One effective approach is “translate the label” coaching. For example:

  • Label: “He was challenging.” → Translate: “He was distressed during the transition after staff change; we reduced verbal demands and offered a visual choice board.”
  • Label: “She was attention-seeking.” → Translate: “She sought reassurance after a difficult phone call; we increased predictable check-ins and offered a calming activity.”

This keeps staff grounded in observation and action — the things commissioners and inspectors can trust.


📝 Recording That Shows PBS (Not Just Incidents)

In a PBS culture, records do not just list behaviours. They show understanding and improvement. Good records typically capture:

  • Context: what was happening in the environment, routine, health, relationships.
  • Early indicators: what staff noticed before escalation.
  • Support response: what proactive adjustments were used (and why).
  • Impact: what changed (recovery time, re-engagement, avoidance of restriction).
  • Learning: what should be repeated, adapted, or escalated for review.

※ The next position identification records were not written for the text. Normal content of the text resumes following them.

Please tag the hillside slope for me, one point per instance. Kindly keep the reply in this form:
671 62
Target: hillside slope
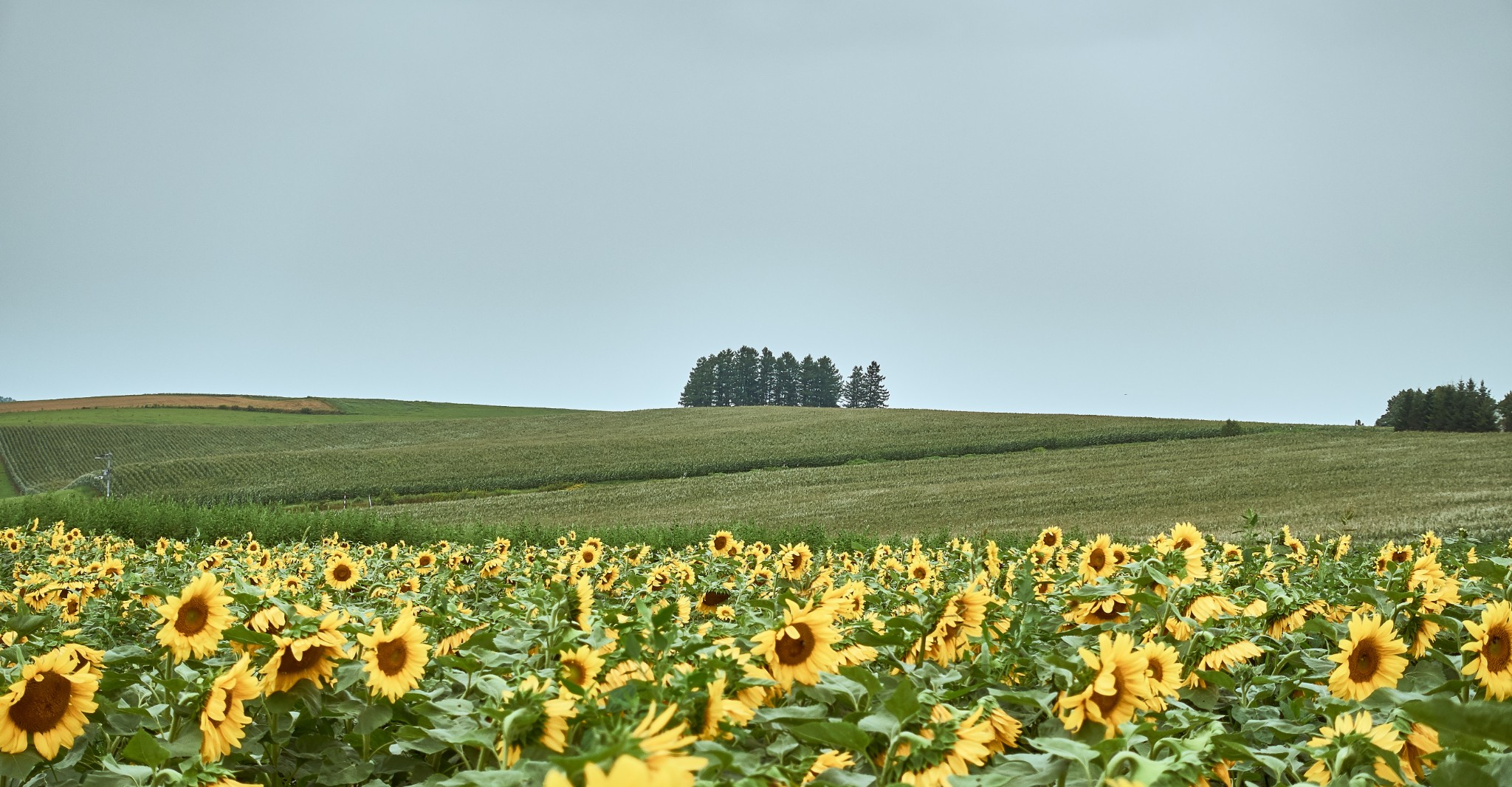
312 458
1392 482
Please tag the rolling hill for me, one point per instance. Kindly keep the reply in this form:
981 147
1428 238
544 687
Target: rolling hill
421 447
880 470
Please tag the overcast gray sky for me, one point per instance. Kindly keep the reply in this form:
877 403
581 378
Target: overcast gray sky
1262 210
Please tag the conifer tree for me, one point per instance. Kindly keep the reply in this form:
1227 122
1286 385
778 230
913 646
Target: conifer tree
1460 407
725 379
699 391
855 388
809 377
876 394
747 378
790 381
769 377
828 384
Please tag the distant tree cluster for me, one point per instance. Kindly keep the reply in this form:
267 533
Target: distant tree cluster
1461 407
749 377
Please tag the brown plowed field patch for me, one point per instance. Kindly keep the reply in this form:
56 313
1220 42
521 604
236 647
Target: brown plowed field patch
170 401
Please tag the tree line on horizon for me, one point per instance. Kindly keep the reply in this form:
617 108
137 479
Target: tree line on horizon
1454 407
750 378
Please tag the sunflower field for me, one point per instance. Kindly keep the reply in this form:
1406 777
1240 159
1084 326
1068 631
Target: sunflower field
1172 662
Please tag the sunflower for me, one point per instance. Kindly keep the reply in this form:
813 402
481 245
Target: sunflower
709 602
342 573
1004 730
1206 608
920 570
718 709
82 658
554 727
1223 658
307 658
1163 674
723 544
802 648
1422 739
396 659
450 644
193 621
826 760
664 760
223 719
1344 732
955 746
1118 687
1096 560
1493 650
796 560
1369 659
1184 537
581 603
959 621
581 667
49 703
625 772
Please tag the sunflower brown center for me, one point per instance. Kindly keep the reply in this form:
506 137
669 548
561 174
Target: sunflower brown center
1497 648
224 703
392 656
1109 701
43 703
1363 662
194 615
796 650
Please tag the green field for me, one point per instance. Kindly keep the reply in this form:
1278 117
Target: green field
394 447
353 410
1393 484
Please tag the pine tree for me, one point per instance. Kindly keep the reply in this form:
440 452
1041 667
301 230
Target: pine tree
1457 407
699 391
747 378
829 382
769 377
809 375
725 378
788 381
855 388
876 394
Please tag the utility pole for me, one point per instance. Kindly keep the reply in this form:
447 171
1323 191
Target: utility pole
106 475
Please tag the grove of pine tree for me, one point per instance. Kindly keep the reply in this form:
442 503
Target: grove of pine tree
1461 407
746 377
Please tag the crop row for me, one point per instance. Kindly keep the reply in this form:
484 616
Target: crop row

This is the evidence trail that turns “we use PBS” into something observable and credible.


📄 What to Show in Tenders

Commissioners want reassurance that you:

  • Recognise behaviour as communication
  • Train staff to avoid labels and assumptions
  • Develop support plans that address root causes

This kind of insight shows you truly understand PBS — and the people you support.

What makes it scorable

To score well, your tender narrative should show a clear mechanism and proof points. Examples of “scorable” content include:

  • Training + competence: induction, refreshers, coaching, observed practice (not just certificates).
  • Governance: restrictive practice review meetings, incident learning loops, quality audits.
  • Outcome measures: reduction in restrictions, improved engagement, improved quality of life indicators, reduced crisis episodes.
  • Co-production: how the person and family shape plans, review progress, and define “what good looks like”.

🏁 The Bottom Line

Moving away from “challenging behaviour” is not about being politically correct. It is about being accurate, ethical, and effective. PBS works best when staff see behaviour as meaningful communication, respond with curiosity and practical adjustments, and protect people’s rights through least-restrictive practice. That is what commissioners and regulators increasingly expect — and it is what a strong PBS culture looks like on paper and in real life.